About Me
I’m the Tech Lead for a small but mighty digital agency here in Boston. On paper, my job is to guide the company toward technical excellence: overseeing day-to-day development, ensuring efficient operations, and balancing hands-on coding with long-term strategic planning for scalable solutions.
That's the elevator pitch, anyway. The job description glosses over the 15 years of operational entropy that actually defines the work.
The Authority of Experience
I’ve been shipping code since the days of table-based layouts, through the transition to RWD, and into the modern chaos of JS application and mobile development. I’ve worked on everything from international companies to true mom-and-pop shops. Most of that time was spent under the roof of one organization.
I have a passion for learning and problem solving. I enjoy going to conferences like JSNation and Drupalcon, to find the people who are in the trenches, running into the same absurd problems I am. I love process and thinking critically on how we work and feeling satisfation in what we do.
Part of my story, and part of the lens through which I see every technical problem, is my journey with mental health and ADD. I've been through CBT, navigated episodes of severe burnout, substance-abuse, anxiety, depression, inattention and struggling with the double-edged sword of hyperfocus.
This isn't a sob story, just the truth and sharing vulnerabilty.

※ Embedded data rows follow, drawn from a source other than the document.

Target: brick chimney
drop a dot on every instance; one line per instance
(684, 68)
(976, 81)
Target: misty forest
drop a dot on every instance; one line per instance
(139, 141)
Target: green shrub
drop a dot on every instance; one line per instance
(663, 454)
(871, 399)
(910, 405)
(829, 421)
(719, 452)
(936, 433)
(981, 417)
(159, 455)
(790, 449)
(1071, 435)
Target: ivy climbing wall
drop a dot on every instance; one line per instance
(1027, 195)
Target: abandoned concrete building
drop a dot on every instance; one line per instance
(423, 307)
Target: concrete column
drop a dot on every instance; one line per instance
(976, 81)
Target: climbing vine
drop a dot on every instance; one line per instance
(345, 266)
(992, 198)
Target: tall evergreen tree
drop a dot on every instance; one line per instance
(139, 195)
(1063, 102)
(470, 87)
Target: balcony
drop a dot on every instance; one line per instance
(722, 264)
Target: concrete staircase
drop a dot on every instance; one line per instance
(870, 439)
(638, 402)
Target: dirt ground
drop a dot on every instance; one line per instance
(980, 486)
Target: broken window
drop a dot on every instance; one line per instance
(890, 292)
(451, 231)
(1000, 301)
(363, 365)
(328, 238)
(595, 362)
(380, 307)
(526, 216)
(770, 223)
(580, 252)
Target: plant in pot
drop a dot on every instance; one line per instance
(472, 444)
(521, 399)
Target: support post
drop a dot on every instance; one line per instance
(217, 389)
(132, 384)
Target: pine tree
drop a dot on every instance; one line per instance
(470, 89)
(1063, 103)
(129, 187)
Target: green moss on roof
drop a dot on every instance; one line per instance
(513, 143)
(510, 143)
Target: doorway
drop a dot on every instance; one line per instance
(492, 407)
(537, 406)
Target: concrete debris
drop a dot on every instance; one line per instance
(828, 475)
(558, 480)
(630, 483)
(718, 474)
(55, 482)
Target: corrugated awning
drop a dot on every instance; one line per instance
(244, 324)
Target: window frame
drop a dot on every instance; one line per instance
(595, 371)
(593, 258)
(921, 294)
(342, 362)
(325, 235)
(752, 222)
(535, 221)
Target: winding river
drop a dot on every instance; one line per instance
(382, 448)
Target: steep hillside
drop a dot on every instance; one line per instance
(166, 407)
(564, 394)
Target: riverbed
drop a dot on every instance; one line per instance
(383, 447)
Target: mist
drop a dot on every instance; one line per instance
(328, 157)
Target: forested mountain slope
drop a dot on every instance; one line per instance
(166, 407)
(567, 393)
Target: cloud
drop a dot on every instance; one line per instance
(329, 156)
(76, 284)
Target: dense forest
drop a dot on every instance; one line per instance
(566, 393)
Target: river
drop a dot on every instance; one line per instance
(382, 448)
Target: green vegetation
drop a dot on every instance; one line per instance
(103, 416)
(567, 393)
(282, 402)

A Note on the Writing Process
I want to be completely transparent that I use AI to help structure and edit these blog posts. All the ideas, observations, and anecdotes are mine and true. For me, struggling with structured communication and an unreliable attention span, there would be no blog without this tool. If you’re not cool with that, I completely understand.
The literature out there is overwhelmingly geared toward massive companies solving big company problems. That's fine, but that's not everyones reality. I doubt my experience of working for a small, high-velocity operation is unique, and I feel this blog can fill that space.
I'm not here to force answers, but I have to believe that after all these years there is something I can share that can be benifical to someone finding themselves in a similar position.